This past weekend, I was fortunate to meet my little brother Roy. He’s 14-years old. And I met him for the first time last week Wednesday.
It’s not his fault. It’s partially mine. Partially our father’s. I don’t have a relationship with my dad. We rarely talk. I haven’t seen him in at least 16 years. When he left, he left. I tried to have a relationship with him…but it seems to be a one-sided notion.
Don’t get me wrong. I’ve accepted the situation and I’ve moved on. I have a Heavenly Father to whom I turn to, who holds me and loves me. God has placed friends and family in my life to let me know how much He loves me.
Don’t get me wrong, I do love my father. We just don’t have a relationship.
And because of that, I’ve never considered my little brother or sister. Roy is 14, and he is the spitting image of me. Some of his habits and mannerisms are the same. It’s uncanny. And I’ve yet to meet Vivi. She’s 4 going on 5. And I’ve stayed out of their lives. Not maliciously. Not to hurt them. Just didn’t think I was wanted.
Roy changed all that. He let my older siblings know that he wanted to meet me. To have a relationship with me. So I called him. Started the process. We talked. Connected on facebook.
And last weekend, we met. Our older brother – Chuy – came up to visit our sister Linda. They stopped by here a few days before heading north. Roy stayed with me through Saturday and we drove up to Beecher to meet up with everyone else. It was a fun time. I think we connected well. And I hope it’s the start of some healing that I need.

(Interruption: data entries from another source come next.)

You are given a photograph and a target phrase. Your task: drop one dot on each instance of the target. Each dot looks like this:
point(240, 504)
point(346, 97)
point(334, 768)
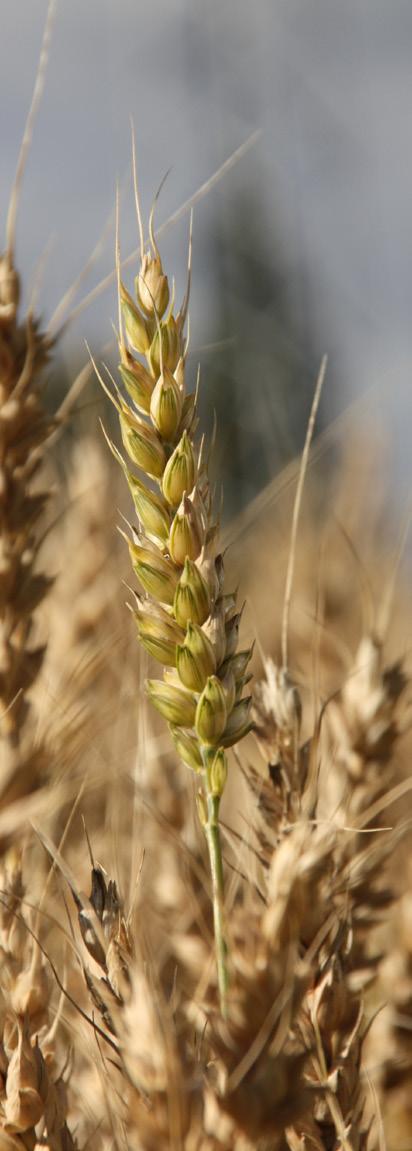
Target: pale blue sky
point(329, 84)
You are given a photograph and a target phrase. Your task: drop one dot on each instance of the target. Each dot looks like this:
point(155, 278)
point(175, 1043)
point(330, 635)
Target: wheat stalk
point(185, 619)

You see, in my efforts to stop the hurt and the pain, I shuttered some things deep inside of me. Even though God has redeemed me, I still carry this around. I never realized the extent until this happened. And all I can do is turn it over to God, let Him have it, and wait for Him to work on me some more.
I think this all happened before the trip for a reason. God has broken me down for a reason. Again. Cause every year, He does this to me. And I’m good with that, cause I know that in the Potter’s Hands, I’m alright.